Using procedures for batch geocoding and other batch processing

One of the features we are looking forward to in upcoming PostgreSQL 11 is the introduction of procedures via the CREATE PROCEDURE ANSI-SQL construct. The major benefit that sets apart procedures from functions is that procedures are not wrapped in an outer transaction and can have COMMITs within them. This means it's not an all or nothing like it is with functions. Even if you stop a procedure in motion, whatever work has been done and committed is saved. In the case of functions, a stop or failure would roll-back all the work. It also means you can see work in progress of a stored procedure since the work will already have been committed. This is a huge benefit for batch processing. Batch processing covers a lot of use-cases of PostGIS users since a good chunk of PostGIS work involves doing some kind of batch processing of data you get from third-parties or machines.

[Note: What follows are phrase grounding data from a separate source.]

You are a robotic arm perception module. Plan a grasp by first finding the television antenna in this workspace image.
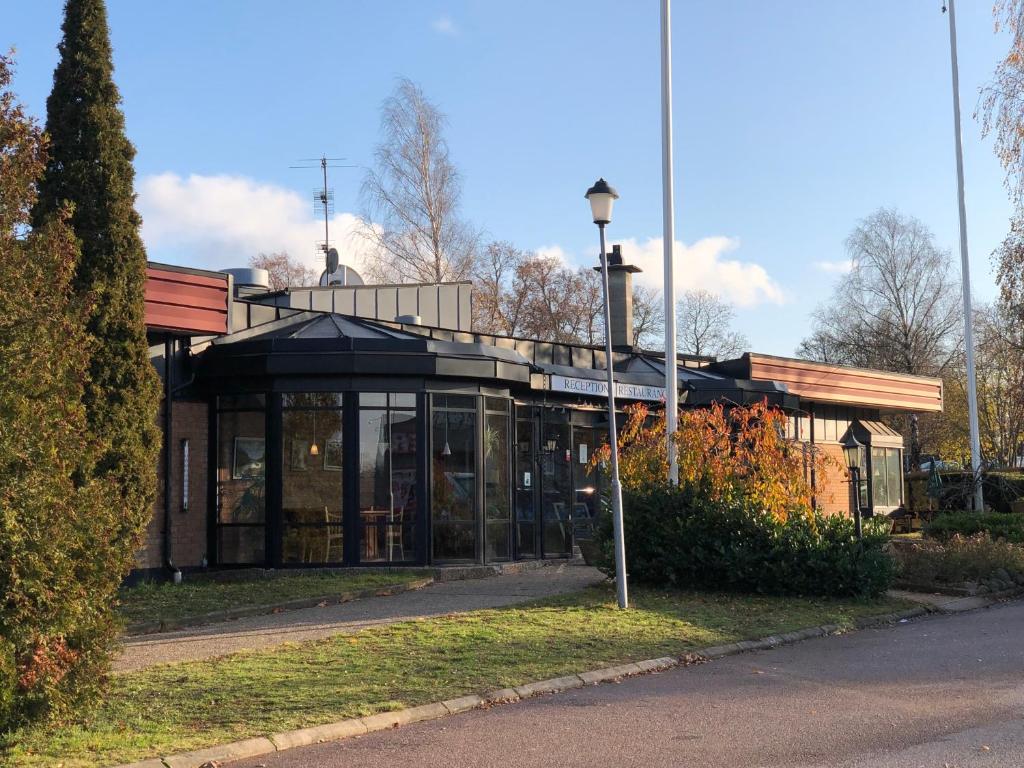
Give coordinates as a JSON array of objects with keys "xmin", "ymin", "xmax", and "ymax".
[{"xmin": 289, "ymin": 155, "xmax": 358, "ymax": 273}]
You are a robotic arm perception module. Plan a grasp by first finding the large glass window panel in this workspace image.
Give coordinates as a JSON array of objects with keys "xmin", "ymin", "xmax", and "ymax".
[
  {"xmin": 359, "ymin": 395, "xmax": 417, "ymax": 562},
  {"xmin": 216, "ymin": 409, "xmax": 266, "ymax": 564},
  {"xmin": 281, "ymin": 405, "xmax": 344, "ymax": 563},
  {"xmin": 515, "ymin": 419, "xmax": 538, "ymax": 557},
  {"xmin": 886, "ymin": 449, "xmax": 903, "ymax": 507},
  {"xmin": 217, "ymin": 525, "xmax": 266, "ymax": 565},
  {"xmin": 871, "ymin": 447, "xmax": 889, "ymax": 507},
  {"xmin": 572, "ymin": 426, "xmax": 607, "ymax": 538},
  {"xmin": 430, "ymin": 403, "xmax": 477, "ymax": 560},
  {"xmin": 483, "ymin": 411, "xmax": 512, "ymax": 561}
]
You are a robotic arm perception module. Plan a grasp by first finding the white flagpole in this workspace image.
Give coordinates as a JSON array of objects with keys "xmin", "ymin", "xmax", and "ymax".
[
  {"xmin": 947, "ymin": 0, "xmax": 985, "ymax": 512},
  {"xmin": 662, "ymin": 0, "xmax": 679, "ymax": 484}
]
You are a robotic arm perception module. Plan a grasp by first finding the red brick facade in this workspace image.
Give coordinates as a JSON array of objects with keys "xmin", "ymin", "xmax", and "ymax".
[
  {"xmin": 815, "ymin": 443, "xmax": 853, "ymax": 515},
  {"xmin": 135, "ymin": 400, "xmax": 209, "ymax": 568}
]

We'll demonstrate with batch geocoding, using a similar approach we discussed in. psql watch for batch processing. Folks often resort to doing this stuff outside of the database like using Python as a driver to push batches to postgres. Now postgres is capable of doing it all.

In addition to the code and data here, you'll need postgis_tiger_geocoder extension and loaded with MA census data.

Why batch process data?

For geocoding of data or any kind of lengthy processing work, you often do this in batches of say 1, 10, or 50, but never the whole 1,000,000. The reasons for that are

For each update statement, PostgreSQL needs to be able to rollback the update. If your server goes down for whatever reason your last update would be lost. A million records of work is a lot to lose.
Since PostgreSQL needs to be able to rollback, all that workspace to get ready to rollback is occupied and eats up memory. In that sense you may not even have the memory available to handle a batch of 1,000,000 in one bite.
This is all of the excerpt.